How Initiative Petition 28 Could Impact Oregon Residents, Businesses with New Tax

A version of this article appeared in The Register-Guard on February 24, 2016.

An initiative petition from A Better Oregon would increase the corporate minimum tax for businesses with annual Oregon sales exceeding $25 million, impacting Oregon’s economy and residents if passed.

Currently, Oregon has the country’s highest minimum tax, capped at $100,000. Initiative Petition 28 (IP28) would lift this cap and impose a 2.5 percent tax on Oregon sales over $25 million. The increase is imposed in addition to the corporation income tax.

The revenue generated from this tax increase is slated to provide additional funding for public education (early childhood and kindergarten through 12th grade), health care, and services for senior citizens. There’s no guarantee the funds will actually go toward these causes, because the money is deposited into the general fund and isn’t specifically earmarked for their use. Initial estimates from the Legislative Revenue Office predict this could result in $5 billion in additional funding every two years. 

To appear on the ballot, the IP28 petitioners must collect sufficient signatures by July 8, 2016, and the secretary of state must verify the initiative by July 31, 2016. Election Day is November 8, 2016.

Here’s what you need to know about IP28:

On Top of Existing Corporate Income Tax

The proposed tax is based on sales, not net income, of certain companies with annual sales exceeding $25 million, plus $30,001. For example, a corporation with $50 million in Oregon sales, no matter its profit, would pay $655,001. Under current law, the same corporation would pay a minimum tax of $50,000 unless that amount is higher under the corporate net income tax.

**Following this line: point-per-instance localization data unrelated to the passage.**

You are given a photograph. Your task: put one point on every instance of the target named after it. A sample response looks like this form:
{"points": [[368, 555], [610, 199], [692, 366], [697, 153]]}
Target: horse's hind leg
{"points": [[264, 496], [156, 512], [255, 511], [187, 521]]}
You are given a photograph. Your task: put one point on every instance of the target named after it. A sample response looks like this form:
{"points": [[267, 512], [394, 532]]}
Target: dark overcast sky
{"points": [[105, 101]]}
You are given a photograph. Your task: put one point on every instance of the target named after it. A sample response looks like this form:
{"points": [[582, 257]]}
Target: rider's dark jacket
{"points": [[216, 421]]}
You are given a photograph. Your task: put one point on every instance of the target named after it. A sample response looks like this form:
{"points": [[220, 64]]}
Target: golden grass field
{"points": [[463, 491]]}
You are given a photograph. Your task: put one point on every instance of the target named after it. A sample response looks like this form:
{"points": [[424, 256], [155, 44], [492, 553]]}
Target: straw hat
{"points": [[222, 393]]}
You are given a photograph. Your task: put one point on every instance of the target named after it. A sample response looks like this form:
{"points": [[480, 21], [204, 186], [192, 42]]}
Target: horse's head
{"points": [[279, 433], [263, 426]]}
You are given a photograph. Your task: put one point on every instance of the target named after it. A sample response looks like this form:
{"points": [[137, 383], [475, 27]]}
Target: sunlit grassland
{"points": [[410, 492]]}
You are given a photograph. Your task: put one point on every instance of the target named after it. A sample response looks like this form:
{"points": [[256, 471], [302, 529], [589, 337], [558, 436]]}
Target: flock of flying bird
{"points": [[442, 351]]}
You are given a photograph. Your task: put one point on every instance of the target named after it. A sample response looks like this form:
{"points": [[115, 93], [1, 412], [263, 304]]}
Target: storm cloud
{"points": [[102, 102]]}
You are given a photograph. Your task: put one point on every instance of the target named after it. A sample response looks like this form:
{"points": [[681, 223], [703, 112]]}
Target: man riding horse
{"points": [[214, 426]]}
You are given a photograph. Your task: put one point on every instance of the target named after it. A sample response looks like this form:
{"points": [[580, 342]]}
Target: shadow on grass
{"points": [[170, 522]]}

No Consideration of Profit Margins

In contrast to a corporate net income tax, this increase would be due regardless of the profit margin (revenue less expenses) at which a company operates. The grocery industry, for example, earned an average profit margin of 1.5 percent in 2014. Industries that operate at profit margins under 2.5 percent would be particularly hard hit.

Price of Consumer Goods May Increase

Unlike a sales tax, which is visibly assessed once, the minimum tax would apply at every step and becomes embedded in the purchase price. Additionally, sales taxes generally allow for exemptions for basic life necessities such as food, prescription medicine, and housing rents. Under the proposed gross receipts tax regime:

  • A wholesaler would owe 2.5 percent on each sale
  • Its retailer customer would also owe 2.5 percent on its sales to consumers
  • If there’s a manufacturer, it would add another 2.5 percent, so this embedded tax could add up to 7.5 percent or more paid by the ultimate consumer

This concept of pyramiding is a common criticism of gross receipts taxes. It effectively operates as a sales tax, which has been rejected nine times by Oregon voters.

State Comparisons

Most gross receipts tax rates around the country are relatively low when compared with IP28’s 2.5 percent rate. In Washington, it ranges from 0.138 percent to 1.5 percent and it settles at 0.26 percent in Ohio. If passed, the tax burden of operating in Oregon would increase dramatically when compared with other states.

Affected Companies

IP28 proposes to tax only C corporations. Partnerships, S corporations, B corporations, and limited liability companies would be exempt. This creates a potential loophole that could be utilized by simply changing your business form.

Potential Job Losses

Organizations that purchase products and services from C corporations would need to increase their price for items resold to Oregon consumers. In response to this, businesses purchasing goods in Oregon may opt to leave the state or relocate some or all of their facilities to avoid the increased cost of doing business in the state. The Legislative Revenue Office, in evaluating similar proposals to IP28, has forecast job losses should a gross receipt tax pass.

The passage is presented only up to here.